VRM meets CRM

CRM Magazine has devoted much of its May 2010 issue, including its cover and lead stories, to VRM and the growing power of individual customers, within which VRM is one vector.

Naturally, is also covered, since it pointed in this same direction, long ago.

This is an impressive move on the part of the CRM Magazine folks, and I hope the industry it covers follows its lead.

I put up a longer post about this over at the ProjectVRM blog. Read the rest there. And if any of ya’ll have a hard copy of the magazine, please save it, since I haven’t seen one yet and would like to collect a few in any case.

Meanwhile, a high five to Tara Hunt, who introduced the CRM Magazine folks to VRM, and got the ball rolling with then.



4 responses to “VRM meets CRM”

  1. Good stuff and I’m starting to circulate to staff
    Even though we aren’t consumer facing, our role as middleman make many of these ideas important

    Keep up the good work(s)

    Ciao
    Chip

  2. This actually ought to tell you something about who will benefit. Hint: These sorts of magazines are serving a certain constituency.

    Ooh, look at this:

    “Vendors could request to “follow” the customer’s data; the customer then “approves” a vendor to follow her and get updates when she, say, updates her mailing address, gets a new credit card, or even gets married. “The individual gets better backing and control of [her] data,” he says, starting with nonsensitive data and gradually expanding to personal Requests for Proposals. “This takes CRM—and the Internet—one step further,” he says.”
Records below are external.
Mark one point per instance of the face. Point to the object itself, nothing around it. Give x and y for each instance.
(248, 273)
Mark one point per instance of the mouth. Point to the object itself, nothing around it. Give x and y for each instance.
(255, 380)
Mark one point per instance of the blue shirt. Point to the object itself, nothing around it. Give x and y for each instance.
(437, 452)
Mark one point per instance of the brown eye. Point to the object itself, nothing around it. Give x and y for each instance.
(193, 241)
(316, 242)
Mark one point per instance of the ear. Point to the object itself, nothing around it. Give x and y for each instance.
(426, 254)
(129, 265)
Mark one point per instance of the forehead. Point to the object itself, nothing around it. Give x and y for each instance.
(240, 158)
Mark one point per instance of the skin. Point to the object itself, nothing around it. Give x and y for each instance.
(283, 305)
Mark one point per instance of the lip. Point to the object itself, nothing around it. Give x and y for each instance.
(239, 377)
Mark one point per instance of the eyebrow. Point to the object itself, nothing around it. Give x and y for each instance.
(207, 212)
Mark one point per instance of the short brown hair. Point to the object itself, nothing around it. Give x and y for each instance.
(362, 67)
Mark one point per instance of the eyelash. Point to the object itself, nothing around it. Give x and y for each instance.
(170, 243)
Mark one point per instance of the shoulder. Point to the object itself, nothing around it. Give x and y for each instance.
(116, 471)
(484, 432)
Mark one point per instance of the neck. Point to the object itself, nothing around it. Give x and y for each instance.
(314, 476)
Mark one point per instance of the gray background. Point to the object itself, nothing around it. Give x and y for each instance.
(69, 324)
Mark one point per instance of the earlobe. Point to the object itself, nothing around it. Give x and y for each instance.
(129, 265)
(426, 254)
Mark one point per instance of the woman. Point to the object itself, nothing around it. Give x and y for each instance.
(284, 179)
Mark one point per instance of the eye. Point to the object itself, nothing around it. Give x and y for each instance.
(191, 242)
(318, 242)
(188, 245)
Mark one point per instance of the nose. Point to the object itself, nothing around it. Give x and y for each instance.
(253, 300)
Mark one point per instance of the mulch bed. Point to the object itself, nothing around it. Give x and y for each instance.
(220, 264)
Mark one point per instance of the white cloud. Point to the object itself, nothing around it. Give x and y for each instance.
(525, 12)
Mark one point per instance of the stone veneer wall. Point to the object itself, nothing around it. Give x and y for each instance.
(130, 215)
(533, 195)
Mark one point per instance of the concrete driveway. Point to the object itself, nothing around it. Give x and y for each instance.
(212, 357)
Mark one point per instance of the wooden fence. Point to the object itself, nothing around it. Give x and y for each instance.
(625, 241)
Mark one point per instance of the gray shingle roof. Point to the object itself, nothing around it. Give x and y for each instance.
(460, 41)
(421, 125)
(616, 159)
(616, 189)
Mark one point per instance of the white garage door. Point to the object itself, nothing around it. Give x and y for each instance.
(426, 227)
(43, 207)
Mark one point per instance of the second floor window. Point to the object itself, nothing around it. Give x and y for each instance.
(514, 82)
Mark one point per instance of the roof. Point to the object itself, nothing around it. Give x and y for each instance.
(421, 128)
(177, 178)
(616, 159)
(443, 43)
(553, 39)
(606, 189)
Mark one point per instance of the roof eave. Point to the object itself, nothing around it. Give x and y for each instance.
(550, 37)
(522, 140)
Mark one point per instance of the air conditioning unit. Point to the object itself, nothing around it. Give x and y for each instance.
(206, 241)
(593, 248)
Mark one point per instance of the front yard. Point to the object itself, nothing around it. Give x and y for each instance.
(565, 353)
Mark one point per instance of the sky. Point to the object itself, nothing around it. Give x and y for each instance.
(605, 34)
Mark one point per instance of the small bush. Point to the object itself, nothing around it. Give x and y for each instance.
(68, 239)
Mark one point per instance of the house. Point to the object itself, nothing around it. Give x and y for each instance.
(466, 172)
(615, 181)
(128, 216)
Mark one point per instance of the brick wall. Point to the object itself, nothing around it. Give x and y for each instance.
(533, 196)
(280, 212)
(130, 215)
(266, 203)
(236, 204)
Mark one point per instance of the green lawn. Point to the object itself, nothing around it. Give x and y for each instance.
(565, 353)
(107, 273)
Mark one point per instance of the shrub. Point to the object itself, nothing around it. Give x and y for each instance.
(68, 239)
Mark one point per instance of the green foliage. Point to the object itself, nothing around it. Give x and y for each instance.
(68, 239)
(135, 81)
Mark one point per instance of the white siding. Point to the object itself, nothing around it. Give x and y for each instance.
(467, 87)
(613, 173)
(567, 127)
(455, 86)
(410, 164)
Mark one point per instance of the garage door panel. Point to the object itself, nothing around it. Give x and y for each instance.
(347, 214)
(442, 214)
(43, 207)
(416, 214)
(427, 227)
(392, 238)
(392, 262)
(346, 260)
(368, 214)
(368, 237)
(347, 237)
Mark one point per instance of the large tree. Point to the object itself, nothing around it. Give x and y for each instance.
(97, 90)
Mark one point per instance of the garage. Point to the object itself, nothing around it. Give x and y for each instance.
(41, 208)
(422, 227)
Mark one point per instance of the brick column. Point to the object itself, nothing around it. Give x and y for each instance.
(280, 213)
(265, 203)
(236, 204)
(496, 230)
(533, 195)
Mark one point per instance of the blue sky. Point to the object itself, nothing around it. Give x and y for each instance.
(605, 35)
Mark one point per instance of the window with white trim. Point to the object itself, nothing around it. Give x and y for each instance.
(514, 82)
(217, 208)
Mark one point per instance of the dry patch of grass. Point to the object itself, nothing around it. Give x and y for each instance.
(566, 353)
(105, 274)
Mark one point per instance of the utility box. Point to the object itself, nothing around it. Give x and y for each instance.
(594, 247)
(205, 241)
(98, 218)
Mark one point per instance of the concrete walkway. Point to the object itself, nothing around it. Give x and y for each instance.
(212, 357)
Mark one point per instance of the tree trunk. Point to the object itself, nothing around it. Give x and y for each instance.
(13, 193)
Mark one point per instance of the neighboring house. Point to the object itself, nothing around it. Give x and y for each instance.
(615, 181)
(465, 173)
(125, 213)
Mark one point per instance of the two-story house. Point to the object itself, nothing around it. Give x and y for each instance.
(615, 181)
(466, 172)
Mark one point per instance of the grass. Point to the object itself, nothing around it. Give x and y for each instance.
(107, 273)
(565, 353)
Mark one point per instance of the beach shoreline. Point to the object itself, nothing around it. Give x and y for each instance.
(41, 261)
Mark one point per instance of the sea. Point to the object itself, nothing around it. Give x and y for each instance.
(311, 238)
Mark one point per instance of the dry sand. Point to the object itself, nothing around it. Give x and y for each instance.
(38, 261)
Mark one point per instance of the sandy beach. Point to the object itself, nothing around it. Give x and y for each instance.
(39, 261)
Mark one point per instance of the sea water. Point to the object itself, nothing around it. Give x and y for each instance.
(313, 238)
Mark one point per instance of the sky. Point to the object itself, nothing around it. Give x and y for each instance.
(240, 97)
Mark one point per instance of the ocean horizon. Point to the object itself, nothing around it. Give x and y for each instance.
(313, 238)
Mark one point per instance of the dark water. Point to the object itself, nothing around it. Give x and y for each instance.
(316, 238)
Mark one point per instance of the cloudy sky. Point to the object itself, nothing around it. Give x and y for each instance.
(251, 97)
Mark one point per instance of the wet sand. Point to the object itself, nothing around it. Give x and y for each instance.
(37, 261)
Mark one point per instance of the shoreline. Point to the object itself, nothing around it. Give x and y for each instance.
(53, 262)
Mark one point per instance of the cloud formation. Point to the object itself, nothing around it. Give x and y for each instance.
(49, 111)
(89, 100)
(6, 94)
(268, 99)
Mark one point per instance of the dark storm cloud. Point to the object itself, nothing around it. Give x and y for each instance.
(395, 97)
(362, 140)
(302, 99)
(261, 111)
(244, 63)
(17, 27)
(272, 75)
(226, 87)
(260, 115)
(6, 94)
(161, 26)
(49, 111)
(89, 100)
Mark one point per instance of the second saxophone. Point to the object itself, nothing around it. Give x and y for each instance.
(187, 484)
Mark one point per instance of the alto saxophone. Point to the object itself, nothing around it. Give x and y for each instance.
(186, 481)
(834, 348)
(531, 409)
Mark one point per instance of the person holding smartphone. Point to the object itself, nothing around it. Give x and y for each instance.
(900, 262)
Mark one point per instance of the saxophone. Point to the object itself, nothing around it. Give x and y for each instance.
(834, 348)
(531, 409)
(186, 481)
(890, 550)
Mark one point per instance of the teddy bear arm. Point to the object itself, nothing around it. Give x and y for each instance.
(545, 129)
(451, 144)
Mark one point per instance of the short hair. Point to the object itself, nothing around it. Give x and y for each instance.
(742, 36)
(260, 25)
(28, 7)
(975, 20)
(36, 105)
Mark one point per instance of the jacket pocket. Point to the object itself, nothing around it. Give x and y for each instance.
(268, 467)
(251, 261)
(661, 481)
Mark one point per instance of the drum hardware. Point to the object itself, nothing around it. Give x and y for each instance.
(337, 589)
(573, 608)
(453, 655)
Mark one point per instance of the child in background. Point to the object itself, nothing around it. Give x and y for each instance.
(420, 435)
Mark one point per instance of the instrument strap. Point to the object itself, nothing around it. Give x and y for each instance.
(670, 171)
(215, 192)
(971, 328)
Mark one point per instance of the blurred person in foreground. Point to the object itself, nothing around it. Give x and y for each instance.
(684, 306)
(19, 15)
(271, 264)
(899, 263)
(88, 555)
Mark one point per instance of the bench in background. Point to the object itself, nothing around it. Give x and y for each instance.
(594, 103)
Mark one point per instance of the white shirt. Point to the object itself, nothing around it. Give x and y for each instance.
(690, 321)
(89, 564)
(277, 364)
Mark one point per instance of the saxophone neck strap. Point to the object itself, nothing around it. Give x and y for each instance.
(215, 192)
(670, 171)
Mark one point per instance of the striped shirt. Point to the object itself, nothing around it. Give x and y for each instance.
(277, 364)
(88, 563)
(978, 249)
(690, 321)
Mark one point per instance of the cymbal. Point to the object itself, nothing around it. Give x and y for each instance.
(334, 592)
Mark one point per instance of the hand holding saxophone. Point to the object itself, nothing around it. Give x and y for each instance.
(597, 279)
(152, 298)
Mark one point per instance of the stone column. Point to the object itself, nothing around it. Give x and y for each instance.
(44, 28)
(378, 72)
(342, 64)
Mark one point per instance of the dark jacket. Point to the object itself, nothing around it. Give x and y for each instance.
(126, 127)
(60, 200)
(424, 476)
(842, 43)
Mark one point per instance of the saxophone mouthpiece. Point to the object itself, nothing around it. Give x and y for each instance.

    Customers will be *empowered* to UPDATE VENDOR DATABASES! Yay – that’s giving back “control” to the customer (sarcasm).

  3. Seth, I do try to point out from time to time that the idea of giving people control over their personal data is like giving people control over the reproduction and use of their published works. It’s an appealing prospect, but destined to replace the quest for the philosopher’s stone as a lesson in folly for future generations.

    The individual is in control of their body, their private domain and their voice, their will as to what they authorise to publish, their choice as to what of it they endorse, and their word as to their current knowledge, thoughts and beliefs.

    That is naturally sufficient and ample.

    To pursue the supernatural control of information or intellectual works in others’ possession is to chase after 18th century privileges we should now recognise as obsolete anachronisms at best, and instruments of injustice at worst.

    Corporations may have been allowed to become monsters, but you do not reign them in by seeking or pretending to possess supernatural powers to control the information they hold. And finding some of them to meekly acquiesce to such pretence is to find accomplices in a charade.

    Unfortunately, as you know, some quests have a holy guarantee of success, and those embarked upon them do not take too kindly to detractors.

    You’re familiar with censorship of evil being divine and consequently guaranteed to succeed.

    The belief that people must be able to control their personal data enjoys the same divine beneficence.

  4. Great to hear about the onset of vendor relationship management. There’s a great deal of dialogue between the CRMs and VRMs lately. Who should be more in control? Will this change everything? Its a new tug-of-war altogether. Who’s renting? and who’s keeping tabs on who? I like to see how this all plays out.